Um dos três portugueses desaparecidos na sequência da inundação devastadora no Nepal e no Tibete foi localizado e resgatado, anunciou esta terça-feira o Ministério dos Negócios Estrangeiros. "De acordo com as autoridades do Nepal, um cidadão nacional terá sido resgatado", indicou o ministério, acrescentando que "permanecem desaparecidas duas portuguesas".
De acordo com o mais recente balanço, o número total de mortos ultrapassou hoje os 1.000. A agência nepalesa de gestão de catástrofes informou que foram contabilizados 987 mortos no país e que 3.916 pessoas continuam desaparecidas, entre as quais 583 estrangeiros.
As autoridades chinesas tinham contabilizado 16 mortos na atualização mais recente, divulgada no domingo, elevando para pelo menos 1.003 o número de vítimas mortais nos dois países. Pelo menos 11.814 pessoas foram até agora resgatadas, de acordo com as autoridades nepalesas.
A catástrofe de 26 de agosto teve origem numa sucessão de fenómenos nas zonas de elevada altitude dos Himalaias. O colapso de um glaciar lançou grandes quantidades de rocha, gelo e água de degelo para os vales, desencadeando violentas cheias a jusante.
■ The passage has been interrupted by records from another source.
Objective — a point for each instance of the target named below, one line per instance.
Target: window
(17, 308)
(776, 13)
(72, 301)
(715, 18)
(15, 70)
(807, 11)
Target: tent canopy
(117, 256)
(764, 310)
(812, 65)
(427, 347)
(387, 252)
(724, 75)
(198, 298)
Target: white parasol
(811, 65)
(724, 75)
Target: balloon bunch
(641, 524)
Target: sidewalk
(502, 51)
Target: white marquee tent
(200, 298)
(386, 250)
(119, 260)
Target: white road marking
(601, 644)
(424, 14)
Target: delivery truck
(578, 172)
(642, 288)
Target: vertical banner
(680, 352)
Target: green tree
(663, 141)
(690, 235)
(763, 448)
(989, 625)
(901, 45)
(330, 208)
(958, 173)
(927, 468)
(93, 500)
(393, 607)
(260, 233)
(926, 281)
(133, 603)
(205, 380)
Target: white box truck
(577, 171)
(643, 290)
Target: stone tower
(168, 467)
A vaga de água e lama atingiu por volta das 09:15 locais (04:30 em Lisboa) o rio Bhotekoshi a partir da zona tibetana e afetou com particular gravidade as localidades de Timure, Rasuwagadhi e Syabrubesi, segundo fontes oficiais. A água atingiu também o território chinês.
Dezenas de imagens de câmaras de vigilância mostram pequenas povoações, albufeiras, pontes e outras infraestruturas a serem completamente destruídas quando o rio que as atravessa sobe repentinamente, enquanto dezenas de pessoas correm a tentar fugir das inundações.
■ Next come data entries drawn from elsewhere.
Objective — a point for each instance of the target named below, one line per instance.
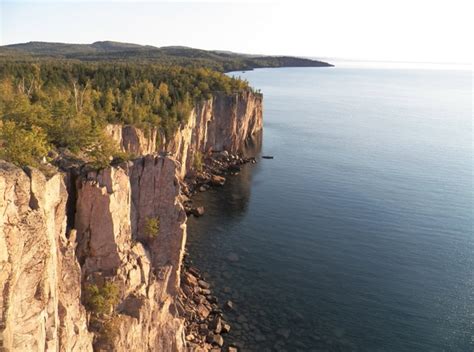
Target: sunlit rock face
(220, 123)
(114, 207)
(44, 267)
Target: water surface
(358, 235)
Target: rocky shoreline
(205, 317)
(216, 167)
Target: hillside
(173, 55)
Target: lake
(358, 235)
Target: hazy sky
(398, 30)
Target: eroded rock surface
(129, 230)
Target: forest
(55, 106)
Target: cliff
(220, 123)
(121, 241)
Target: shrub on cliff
(55, 104)
(22, 146)
(152, 227)
(101, 299)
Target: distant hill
(175, 55)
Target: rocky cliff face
(40, 278)
(129, 231)
(220, 123)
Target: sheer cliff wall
(45, 266)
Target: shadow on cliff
(228, 204)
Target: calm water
(358, 235)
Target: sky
(386, 30)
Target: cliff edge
(92, 262)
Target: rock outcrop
(124, 225)
(220, 123)
(40, 278)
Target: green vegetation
(152, 227)
(101, 299)
(223, 61)
(62, 105)
(198, 161)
A cheia atingiu com especial intensidade o distrito de Rasuwa, no norte do Nepal, onde a massa de água varreu as localidades de Timure, Rasuwagadhi e Syabrubesi, junto a uma das principais passagens terrestres para o Tibete.
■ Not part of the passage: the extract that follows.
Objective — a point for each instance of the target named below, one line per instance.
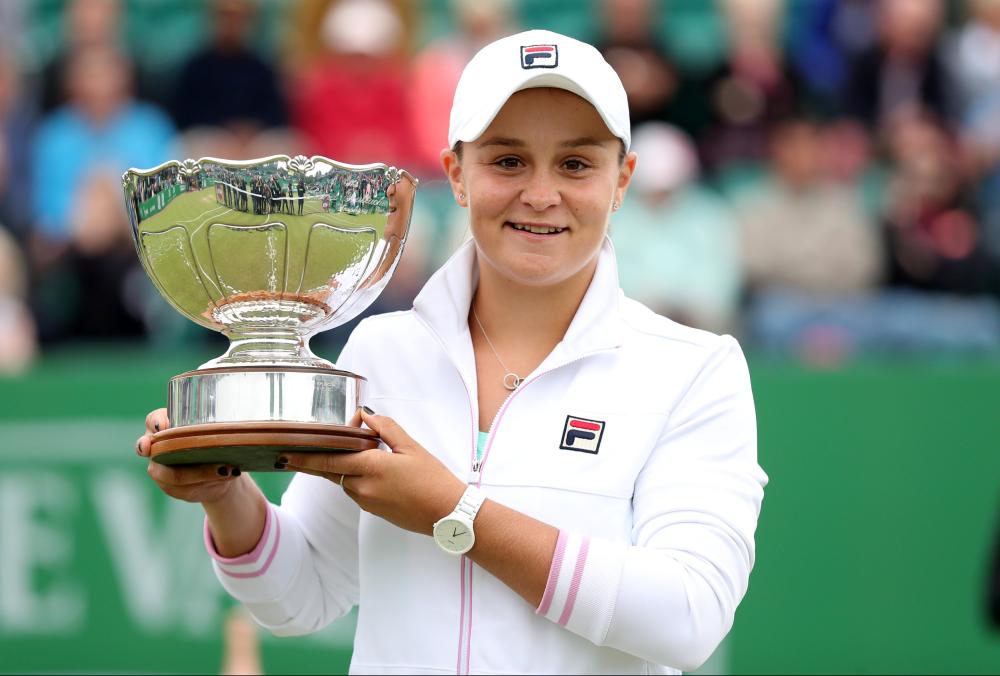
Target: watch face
(454, 535)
O Governo do Nepal declarou as áreas afetadas como zona de catástrofe por um período de três meses e ordenou a mobilização de helicópteros militares e privados para as operações de busca e salvamento, além de garantir assistência médica gratuita aos feridos e acelerar a reparação das estradas, da rede elétrica e das telecomunicações.
Pequim mantém restrições ao acesso de jornalistas estrangeiros às áreas afetadas, alegando riscos de segurança e a possibilidade de novos desastres. A Human Rights Watch acusou as autoridades chinesas de censura e pediu maior acesso da imprensa independente.